= Thomas Twetten =

American CIA officer

Thomas Alan Twetten (born 1935) is a Central Intelligence Agency case officer. From 1991 to 1993, he was Deputy Director of Operations (DDO).

== Early life ==
Twetten grew up in the town of Spencer, Iowa. He graduated with a degree in psychology from Iowa State University in 1957, where he was a member of the Army R.O.T.C. After graduation, he became a military intelligence officer and received a masters from Columbia University.

== Career ==
In 1962, he worked for the United States State Department in Lagos, Nigeria as a political officer.

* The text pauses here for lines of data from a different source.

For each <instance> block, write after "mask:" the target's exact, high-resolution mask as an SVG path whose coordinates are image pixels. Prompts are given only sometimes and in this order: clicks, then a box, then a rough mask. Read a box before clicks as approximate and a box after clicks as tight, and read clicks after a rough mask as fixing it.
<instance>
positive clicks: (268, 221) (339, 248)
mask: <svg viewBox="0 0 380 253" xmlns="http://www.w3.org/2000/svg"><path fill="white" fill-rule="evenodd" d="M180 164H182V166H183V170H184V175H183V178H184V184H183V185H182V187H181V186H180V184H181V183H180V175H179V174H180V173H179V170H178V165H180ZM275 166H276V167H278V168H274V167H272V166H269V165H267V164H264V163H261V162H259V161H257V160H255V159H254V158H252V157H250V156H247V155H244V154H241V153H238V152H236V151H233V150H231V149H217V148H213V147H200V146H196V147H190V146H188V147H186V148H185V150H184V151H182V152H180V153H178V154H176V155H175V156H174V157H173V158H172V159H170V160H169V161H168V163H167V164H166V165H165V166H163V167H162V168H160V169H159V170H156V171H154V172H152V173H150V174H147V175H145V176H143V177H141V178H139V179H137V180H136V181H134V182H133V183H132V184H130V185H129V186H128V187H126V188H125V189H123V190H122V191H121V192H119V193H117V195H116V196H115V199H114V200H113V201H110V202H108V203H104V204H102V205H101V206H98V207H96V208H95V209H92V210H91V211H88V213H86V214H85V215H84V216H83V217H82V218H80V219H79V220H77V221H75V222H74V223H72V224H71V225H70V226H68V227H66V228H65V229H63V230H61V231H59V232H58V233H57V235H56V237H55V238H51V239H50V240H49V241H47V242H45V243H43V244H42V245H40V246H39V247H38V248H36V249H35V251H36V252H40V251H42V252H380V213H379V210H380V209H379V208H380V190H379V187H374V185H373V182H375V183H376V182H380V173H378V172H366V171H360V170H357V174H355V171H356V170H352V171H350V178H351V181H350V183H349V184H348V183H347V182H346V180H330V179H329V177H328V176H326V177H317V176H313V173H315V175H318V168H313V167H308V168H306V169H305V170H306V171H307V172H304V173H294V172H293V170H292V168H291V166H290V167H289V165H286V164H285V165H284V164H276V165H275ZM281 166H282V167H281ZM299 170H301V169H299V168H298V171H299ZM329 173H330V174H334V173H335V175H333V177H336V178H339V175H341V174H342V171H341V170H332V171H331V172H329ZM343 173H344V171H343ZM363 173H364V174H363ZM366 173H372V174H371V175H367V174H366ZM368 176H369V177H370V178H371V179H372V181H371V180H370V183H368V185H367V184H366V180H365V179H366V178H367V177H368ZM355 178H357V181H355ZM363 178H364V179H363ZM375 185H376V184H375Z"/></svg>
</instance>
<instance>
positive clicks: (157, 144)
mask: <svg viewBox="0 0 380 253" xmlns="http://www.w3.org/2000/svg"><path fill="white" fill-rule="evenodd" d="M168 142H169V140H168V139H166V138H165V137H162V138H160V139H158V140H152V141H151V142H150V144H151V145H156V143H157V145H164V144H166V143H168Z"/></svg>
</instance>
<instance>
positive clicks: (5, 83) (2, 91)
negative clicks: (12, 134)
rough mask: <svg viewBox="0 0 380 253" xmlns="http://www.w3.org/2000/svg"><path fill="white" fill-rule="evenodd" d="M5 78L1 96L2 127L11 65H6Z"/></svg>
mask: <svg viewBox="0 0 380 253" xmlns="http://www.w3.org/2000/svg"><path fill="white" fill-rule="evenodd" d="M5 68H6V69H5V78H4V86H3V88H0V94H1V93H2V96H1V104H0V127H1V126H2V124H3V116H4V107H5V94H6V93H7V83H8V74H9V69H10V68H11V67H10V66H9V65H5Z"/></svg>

He was posted to Benghazi, Libya during the 1967 Arab–Israeli war, where he was the chief of base. There, he developed a friendship with Richard Calder, who went on to become Deputy Director of Administration (DDA) in 2001. From 1979 to 1982, Twetten served as station chief in Amman, Jordan. In 1983, he became deputy chief of the C.I.A.'s Near East and South Asia Division and was promoted to chief in 1986. In December of 1988, his son-in-law Matthew Gannon, a CIA officer, was killed in the Pan Am Flight 103 bombing.

In 1988, Twetten was head of the Near East Division of the CIA's Directorate of Operations. He had a significant impact on the events in Afghanistan immediately before the Soviet Union's withdrawal. He later described former president Bill Clinton as "personally afraid of any connection with the CIA".

On January 1, 1991, Twetten became the Deputy Director of Operations. His final assignment was station chief in London, United Kingdom from 1993 to 1995.

After his retirement from the CIA, Twetten became an antique-book seller in Vermont.